Com o passar do tempo, os líderes percebem que a auto-suficiência é impossível. Em razão disso, se antes os humanos deveriam ser execrados, passa a ser visto como necessário estabelecer alianças comerciais com eles. Eclodem batalhas com os humanos. Mr. Jones tenta retomar o poder da granja. É rechaçado pela turba de animais. Surgem novos heróis: de preferência, da classe dos líderes. Lá pelas tantas há uma crise de interesses dentro do partido, ou melhor, entre os porcos-líderes. Desta divergência, o derrotado é expulso, através de ardis pouco estranhos para quem acompanha o desenrolar da política brasileira.

Acabada a divergência intrapartidária, o líder vitorioso trata de restabelecer a confiança na sua liderança. Não é necessária nenhuma campanha publicitária mais vultosa para convencer o povo, digo, os animais inferiores de que ele era e continua sendo O escolhido, O mais capaz, O mais ético para administrar. Absortos nos louvores proclamados, todos se recolhem ao êxtase da adoração.

Trabalho, trabalho árduo, é necessário trabalhar para aumentar a produção. Só que os mandamentos vão sendo circunstancialmente alterados, de forma sorrateira, sem alarde, com o firme propósito de manter os animais convencidos de que sua única missão é trabalhar.......trabalhar cada vez mais, pois chega um dia em que é anunciada a necessidade de passar-se a fazer transações com os humanos, o isolacionismo é percebido como mortal e o estabelecimento de um sistema de trocas com os humanos passa a ser imprescindível para a conquista da felicidade de todos. Só que nem todos os humanos são confiáveis: dadas as circunstâncias, um é confiável. Modificadas as circunstâncias, o outro.

Alguns chegam a demonstrar uma certa incerteza, chegando a questionar o novo status quo. Mas se todos são iguais, se a exploração do animal pelo homem foi banida, questionar o sistema passa a ser interpretado como conluio com os exploradores. É preciso confiar no líder e seguir trabalhando para o bem de todos. O líder é que sabe: se o líder diz, está dito. Se o líder diz e as estatísticas confirmam, não há motivos para questionamento: não devemos questionar.

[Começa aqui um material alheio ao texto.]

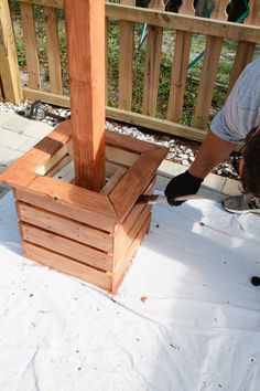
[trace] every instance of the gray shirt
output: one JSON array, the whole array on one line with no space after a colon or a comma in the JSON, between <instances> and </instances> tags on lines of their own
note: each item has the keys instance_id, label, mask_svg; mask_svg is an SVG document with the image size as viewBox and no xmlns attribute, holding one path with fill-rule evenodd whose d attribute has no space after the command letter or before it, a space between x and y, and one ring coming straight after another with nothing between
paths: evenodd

No ápice da estória, os porcos começam a descobrir os prazeres de alguns hábitos dos homens, passando a usufrui-los, às escondidas. Quanto mais neles se esbaldam, mais vêm o quão pernicioso pode ser, para eles, que os demais animais passem a usufruí-los. Aos outros animais, o único prazer necessário é o da comida e o do trabalho árduo. Eles, como líderes, têm o direito de usufruir desses prazeres, pois são necessários para a realização da espécie de trabalho a eles reservada: “arquivos, livros, pesquisas”.

“Todos os animais são iguais mas alguns são mais iguais do que os outros”.

No fim, os porcos, repentinamente, começam a andar em duas patas. Os homens já não são tão mais execráveis, podem até ser amigos. Aos outros animais, menos iguais, resta o trabalho, a manutenção da esperança e a certeza de que Mr. Jones já não está no poder, e que os poderosos de agora são os salvadores do amanhã.

Os porcos são melhores que Mr. Jones, ainda que tenham começado a andar em duas patas e que a granja volte a se chamar Granja do Solar. É o que lhes dizem para acreditar. É o que lhes dizem e eles devem acreditar.